What is Parallel Tracking in Google Ads?

by

Carolyn Lyden
November 2, 2017

Updated: July 24, 2018

What is Parallel Tracking in Google Ads?

Parallel tracking is a method of loading a landing page URL of an ad separately from a tracking URL, which loads in the background, in order to decrease landing page load time. Effective 2018 Google Ads will use this type of tracking by default for all ads.

Previously, the user would click an advertisement and be taken through multiple tracking redirects to get to the final landing page.

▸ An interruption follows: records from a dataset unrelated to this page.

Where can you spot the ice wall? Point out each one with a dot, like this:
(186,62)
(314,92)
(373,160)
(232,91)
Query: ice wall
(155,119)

This process slowed down the loading of the landing page, producing a poor user experience and potentially causing users to abandon the landing page altogether.

The goal of parallel tracking is to help landing pages load quicker. Google says that “parallel tracking will finish rolling out to all Ads accounts in early 2018.”

How Will Parallel Tracking Affect my CallRail Call Tracking?

In short: It won’t.

Jason Tatum, Senior Product Manager at CallRail says, “If you’ve set up URL parameters manually as a ‘Tracking Template’ or ‘Final URL suffix’ within Google Ads, you’ll continue to receive the same valuable data about your callers just as you did before Google released parallel tracking. If you’re using a different, third-party service outside of CallRail that adds URL parameters as a redirect for additional tracking, we recommend checking with that provider to ensure their redirects don’t impact CallRail or parallel tracking.”

To ensure parallel tracking doesn’t impact your CallRail data, check out our help article on implementing our optimized tracking formula.

Tatum warns that, “Eventually, the option to turn parallel tracking on or off will be removed from Google’s interface, but if there aren’t redirects happening on your URLs, then your CallRail data shouldn’t be impacted by parallel tracking.”

What Does it Mean for My Business?

According to Google support, parallel tracking should mean a better user experience for those who click your PPC or display advertisements online. This means that campaign performance should also improve as searchers are taken directly to the page they click, instead of sitting through the tracking redirects that add unnecessary page load time.

Over half of “mobile site visitors will leave a page that takes longer than three seconds to load,” according to The State of Online Retail Performance. That’s a lot of potential customers who see load time as a barrier to entry to conversion.

What Do Advertisers Need to Do Now?

In its announcement about the change, Google recommends that advertisers who use third-party trackers reach out to determine how those partners are preparing for parallel tracking implementation: “For example, if you use custom third-party URL parameters or a dynamic landing page redirect and your provider is not compatible with parallel tracking, your tracking or landing page could stop working when you turn on this setting.”

For 3rd party tracking software that does not use tracking tags, the primary issues with the change may be seeing double pageviews in their data or a slower load time of dynamic content that depends on tracking parameters.